Shirley Morgan, president of the Hot Springs County Memorial Hospital auxiliary, describes her service to the auxiliary as a “circle of life”, volunteerism supports the hospital staff, which in turn helps members of this community.

However, volunteerism at the hospital auxiliary has been declining so much that Morgan has trouble staffing the hospital gift shop. The auxiliary has about 32 members, but as Morgan says, “Most of us are older,” and participation includes baking sweets for the monthly bake sale and not much else. “If we don’t have the doors [to the gift shop] open, we can’t sell,” she said. “It’s in the emergency stage.”
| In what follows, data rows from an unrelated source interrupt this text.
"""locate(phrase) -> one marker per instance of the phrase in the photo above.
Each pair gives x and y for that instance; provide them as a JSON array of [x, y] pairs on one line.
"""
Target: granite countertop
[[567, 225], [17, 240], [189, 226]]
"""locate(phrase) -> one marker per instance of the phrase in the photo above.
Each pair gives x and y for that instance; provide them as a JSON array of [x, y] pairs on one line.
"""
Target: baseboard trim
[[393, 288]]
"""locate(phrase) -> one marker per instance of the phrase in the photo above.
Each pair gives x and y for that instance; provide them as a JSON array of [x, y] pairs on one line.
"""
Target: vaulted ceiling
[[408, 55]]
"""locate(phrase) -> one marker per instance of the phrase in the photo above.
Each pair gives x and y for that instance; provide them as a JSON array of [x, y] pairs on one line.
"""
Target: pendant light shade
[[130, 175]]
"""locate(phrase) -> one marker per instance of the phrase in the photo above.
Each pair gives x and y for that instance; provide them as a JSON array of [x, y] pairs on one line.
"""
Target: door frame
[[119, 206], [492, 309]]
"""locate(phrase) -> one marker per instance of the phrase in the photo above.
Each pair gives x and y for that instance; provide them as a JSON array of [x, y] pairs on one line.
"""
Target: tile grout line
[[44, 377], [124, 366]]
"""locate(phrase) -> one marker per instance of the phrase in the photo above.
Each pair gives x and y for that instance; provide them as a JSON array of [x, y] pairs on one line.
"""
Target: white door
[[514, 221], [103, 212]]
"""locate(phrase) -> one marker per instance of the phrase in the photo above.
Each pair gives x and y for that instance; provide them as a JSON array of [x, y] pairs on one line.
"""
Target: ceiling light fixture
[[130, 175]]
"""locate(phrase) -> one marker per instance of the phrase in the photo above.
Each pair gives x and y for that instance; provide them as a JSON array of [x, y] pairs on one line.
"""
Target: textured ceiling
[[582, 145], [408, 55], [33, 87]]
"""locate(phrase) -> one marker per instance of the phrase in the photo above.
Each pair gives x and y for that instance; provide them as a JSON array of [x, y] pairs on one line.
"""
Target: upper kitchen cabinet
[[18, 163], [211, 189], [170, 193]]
Morgan continued, “If we don’t make money, we don’t have money to give away.” In a small community like Thermopolis, and a small hospital like HSCMH, money raised by the auxiliary goes a long way.

The group, with little funding other than the gift shop and bake sales, has managed to use a formerly empty space in the hospital to build and furnish a family meeting room, featuring a television, DVDs, an Xbox, books and comfortable couches and chairs for family members of patients to decompress and shed some of the stress that accompanies the illness of a loved one. The room is also used as a small meeting room in which doctors can talk to the family of a patient without the patient present.

The family room was such a success that the Wyoming Hospital Association awarded HSCMH the 2010 Outstanding Auxiliary Award. The plaque hangs proudly on the wall outside the humble gift shop that afforded the funds necessary to build the room.

On the other end of the hospital, the auxiliary has completed another makeover; this time an ambulatory room that is similar in appearance, although larger, than the family room. The auxiliary paid for a number of chairs to be reupholstered, and has included a television and various other amenities into this room as well.

“Unless you volunteer, you can’t understand the benefits,” Morgan said. “It’s very rewarding.”

It is not only rewarding for the volunteers themselves and the families of patients in the hospitals, but also the staff itself. One program of which Morgan is particularly proud helps pay for community members to return to school to become registered nurses. The nurses will then work for HSCMH, completing the “circle of life” Morgan believes is so crucial.

If you would like to become a volunteer at the hospital auxiliary, make sure to stop by the group’s monthly meetings. Times and locations are featured monthly in the Community Calendar in the IR. No experience is required to become a volunteer.